Pour fonctionner, la vie a aussi besoin de cloisons, de barrières, d’enveloppes. La séparation des écosystèmes par les aléas de la géographie peut déboucher sur l’enrichissement de la biodiversité. Une certaine isolation, c’est aussi moins de risque de contagion et une préservation de l’équilibre. Le laboratoire n’est-il pas souvent un lieu de confinement ?

La Nature ne nous donne certes pas de leçons de morale, mais elle nous donne en tout cas un exemple de durabilité
.

Si on y réfléchit bien, il n’est donc pas très sage de considérer toute limite sous l’angle négatif de l’empêchement. Nous rêvons de repousser les limites de la connaissance, mais faute de bien comprendre ce que nous découvrons, nous sommes saisis de vertiges proprement métaphysiques devant l’infiniment grand, l’infiniment petit, ou les complexités inextricables. Nous rêvons d’accroître encore notre puissance d’action, mais nous réagissons mal aux retombées négatives d’une technique insuffisamment maîtrisée.

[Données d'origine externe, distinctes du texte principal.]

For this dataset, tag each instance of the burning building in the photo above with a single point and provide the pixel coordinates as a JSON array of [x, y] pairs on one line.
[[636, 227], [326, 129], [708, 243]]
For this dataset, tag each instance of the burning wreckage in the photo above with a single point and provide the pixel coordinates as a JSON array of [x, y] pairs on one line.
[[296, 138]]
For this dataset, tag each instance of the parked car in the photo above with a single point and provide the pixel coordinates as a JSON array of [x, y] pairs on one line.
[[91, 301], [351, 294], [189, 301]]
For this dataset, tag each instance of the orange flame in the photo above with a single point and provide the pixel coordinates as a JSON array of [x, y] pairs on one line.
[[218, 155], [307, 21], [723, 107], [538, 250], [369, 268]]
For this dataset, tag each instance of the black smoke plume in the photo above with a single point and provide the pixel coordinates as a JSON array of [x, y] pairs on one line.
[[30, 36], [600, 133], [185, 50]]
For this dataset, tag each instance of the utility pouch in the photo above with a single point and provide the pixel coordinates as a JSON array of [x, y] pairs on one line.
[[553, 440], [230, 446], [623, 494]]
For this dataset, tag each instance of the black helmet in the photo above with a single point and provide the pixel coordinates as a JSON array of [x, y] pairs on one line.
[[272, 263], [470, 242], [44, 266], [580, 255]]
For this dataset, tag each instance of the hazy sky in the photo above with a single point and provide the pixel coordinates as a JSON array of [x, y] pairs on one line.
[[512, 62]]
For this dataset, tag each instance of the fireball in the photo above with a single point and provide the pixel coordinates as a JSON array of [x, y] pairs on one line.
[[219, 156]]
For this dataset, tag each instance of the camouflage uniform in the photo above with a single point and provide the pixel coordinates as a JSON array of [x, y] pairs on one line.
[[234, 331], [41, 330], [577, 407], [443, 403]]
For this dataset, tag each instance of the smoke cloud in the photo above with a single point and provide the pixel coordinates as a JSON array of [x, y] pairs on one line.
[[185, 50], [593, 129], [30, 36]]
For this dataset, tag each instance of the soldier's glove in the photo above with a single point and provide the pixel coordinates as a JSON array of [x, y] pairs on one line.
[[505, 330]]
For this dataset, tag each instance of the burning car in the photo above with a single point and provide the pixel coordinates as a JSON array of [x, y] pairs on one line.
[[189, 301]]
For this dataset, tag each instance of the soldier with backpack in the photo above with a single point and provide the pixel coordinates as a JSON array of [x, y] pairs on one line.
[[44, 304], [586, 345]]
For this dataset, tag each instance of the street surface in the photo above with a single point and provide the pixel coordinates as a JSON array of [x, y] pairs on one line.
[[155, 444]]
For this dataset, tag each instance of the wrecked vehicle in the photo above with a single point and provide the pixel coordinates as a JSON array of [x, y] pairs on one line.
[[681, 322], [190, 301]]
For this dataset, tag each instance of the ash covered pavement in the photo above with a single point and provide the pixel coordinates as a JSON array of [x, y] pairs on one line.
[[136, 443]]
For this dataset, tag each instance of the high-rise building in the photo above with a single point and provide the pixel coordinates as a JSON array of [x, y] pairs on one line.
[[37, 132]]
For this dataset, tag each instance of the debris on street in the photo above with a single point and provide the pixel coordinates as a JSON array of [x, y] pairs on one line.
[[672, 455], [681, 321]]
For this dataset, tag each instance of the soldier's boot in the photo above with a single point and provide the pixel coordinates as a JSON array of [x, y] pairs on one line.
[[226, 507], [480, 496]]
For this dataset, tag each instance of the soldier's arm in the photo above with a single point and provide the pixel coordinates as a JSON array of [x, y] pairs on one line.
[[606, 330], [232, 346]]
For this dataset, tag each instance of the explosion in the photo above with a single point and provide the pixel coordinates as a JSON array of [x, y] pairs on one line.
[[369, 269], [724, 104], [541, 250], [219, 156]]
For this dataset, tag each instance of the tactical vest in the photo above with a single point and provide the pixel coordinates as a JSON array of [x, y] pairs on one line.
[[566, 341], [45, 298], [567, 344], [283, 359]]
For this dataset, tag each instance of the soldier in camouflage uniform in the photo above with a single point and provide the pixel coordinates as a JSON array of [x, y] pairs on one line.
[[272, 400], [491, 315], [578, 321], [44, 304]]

Refusant les limites de notre vie d’individu, nous rêvons d’une vie éternelle, et nous faisons semblant de croire à la médecine qui nous promet de repousser sans fin la mort. La mort n’est pas le contraire de la vie, elle en fait partie. Et c’est sans doute parce que notre compréhension des choses a des limites que nous avons ce refus primaire, mais pas très sage de l’inquiétante fin de notre individu et que nous sommes poussés vers cette quête incessante du dépassement.